Insisto en que el océano quedó sin grandes posibilidades de explotarse desde el punto de vista comercial hasta el desarrollo de la tecnología a vapor del siglo XIX, y que mientras tanto el gran impacto del Pacifico en el mundo se ejercía a través de su influencia en imaginaciones europeas, que colocaban allí a tierras míticas, leyendas alentadoras, utopías eróticas e islas de tesoro. Esbozo algunos de los grandes intercambios culturales que resultaron, manifestando diapositivas, por ejemplo, del béisbol en Japón y de escuelas japonesas en el Perú, de fiestas chinas en San Francisco y cuclillos usurpadores norteamericanos en nidos filipinos.

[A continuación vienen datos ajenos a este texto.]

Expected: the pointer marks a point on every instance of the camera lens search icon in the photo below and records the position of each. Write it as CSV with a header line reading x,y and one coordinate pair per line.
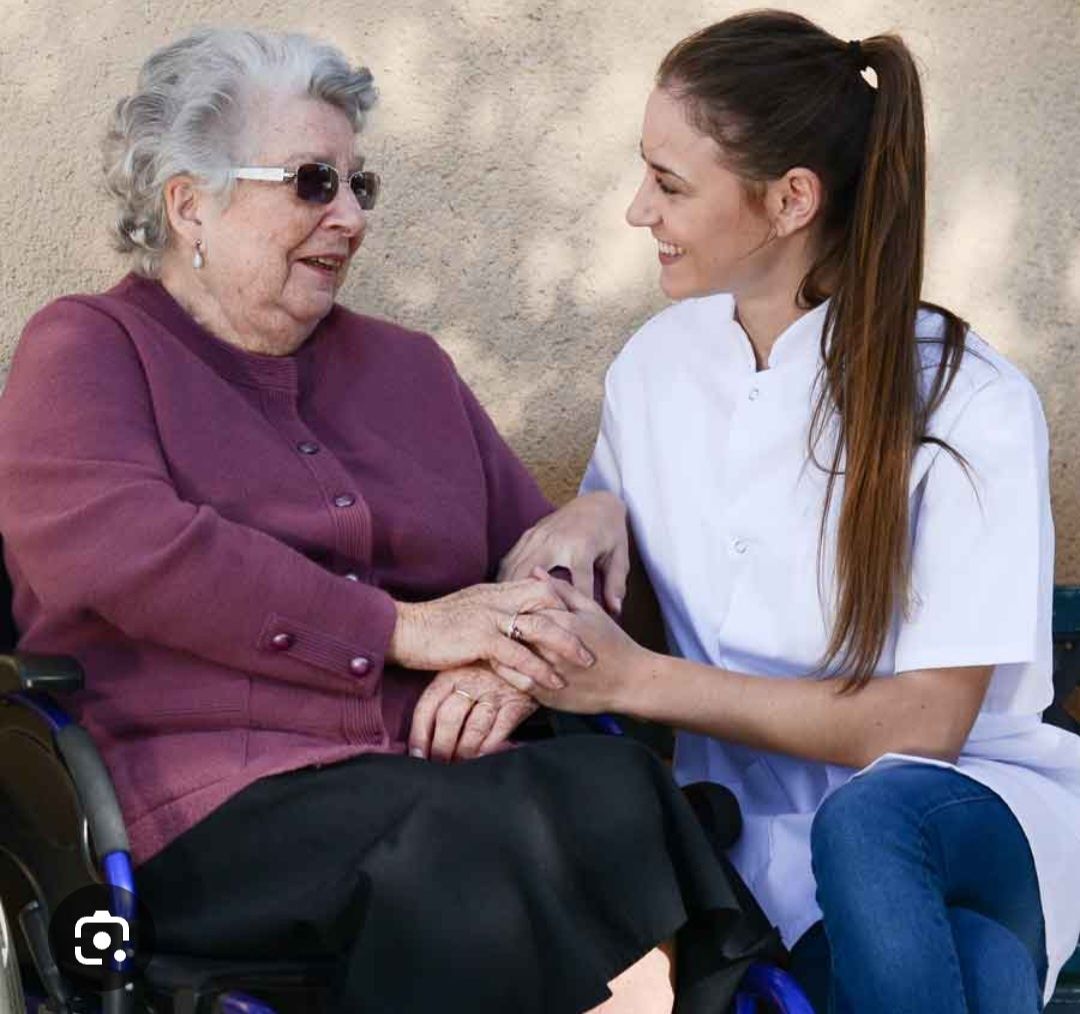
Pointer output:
x,y
102,936
104,932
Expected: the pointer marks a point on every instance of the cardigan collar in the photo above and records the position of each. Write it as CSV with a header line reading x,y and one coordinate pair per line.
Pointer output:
x,y
280,373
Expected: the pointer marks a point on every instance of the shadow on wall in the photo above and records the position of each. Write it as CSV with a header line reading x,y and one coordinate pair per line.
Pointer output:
x,y
508,133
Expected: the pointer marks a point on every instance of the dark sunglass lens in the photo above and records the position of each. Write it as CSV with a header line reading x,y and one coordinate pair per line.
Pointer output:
x,y
316,183
366,188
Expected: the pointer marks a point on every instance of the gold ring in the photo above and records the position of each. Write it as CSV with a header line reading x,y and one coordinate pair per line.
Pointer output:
x,y
512,630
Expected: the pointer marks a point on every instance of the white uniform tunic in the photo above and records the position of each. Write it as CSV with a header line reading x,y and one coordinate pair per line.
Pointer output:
x,y
710,455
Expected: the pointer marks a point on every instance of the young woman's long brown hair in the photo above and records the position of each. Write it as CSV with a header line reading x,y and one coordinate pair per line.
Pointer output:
x,y
775,91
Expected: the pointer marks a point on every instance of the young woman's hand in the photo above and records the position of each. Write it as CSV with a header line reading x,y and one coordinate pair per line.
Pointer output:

Todo anda bien hasta casi el final de mi charla, cuando lanzo el tema del futuro. Como historiador prudente, suelo limitar mis especulaciones futurólogas a tiempos muy remotos, cuando yo estaré decentemente muerto, la gente se habrá olvidado de mis pronósticos, y no se dará cuenta de mis errores. Pero en mi alocución panameña no puedo resistir la tentación de cambiar de práctica y llamar la atención a unas tendencias actuales que llevan hacia problemas previsibles para la república que me hospeda. La historia que acabo de contar en el congreso consiste esencialmente en una narración de tres océanos: el Índico, que en la antigüedad y la edad media llevaba la gran mayoría del comercio a larga distancia del mundo; el Atlántico, que logró imponerse en la época moderna, y el Pacífico, que en años recientes ha venido a ser el eje y avenida de las mayores transferencias de productos y personas. Pero existe otro océano que constituye una ruta muy directa entre algunas de la zonas económicamente más prometedoras del mundo. El Ártico, que resulta cada vez más traspasable debido a las descongelaciones y al desarrollo de nuevas tecnologías de transporte submarino y aéreo. He aquí un gran reto para la preponderancia del Pacífico, y, por tanto, la prosperidad panameña. Antes del aplauso obligatorio, interviene un breve momento de duda y reflexión.

Felipe Fernández-Armesto es historiador y titular de la cátedra William P. Reynolds de Artes y Letras de la Universidad de Notre Dame (Italia).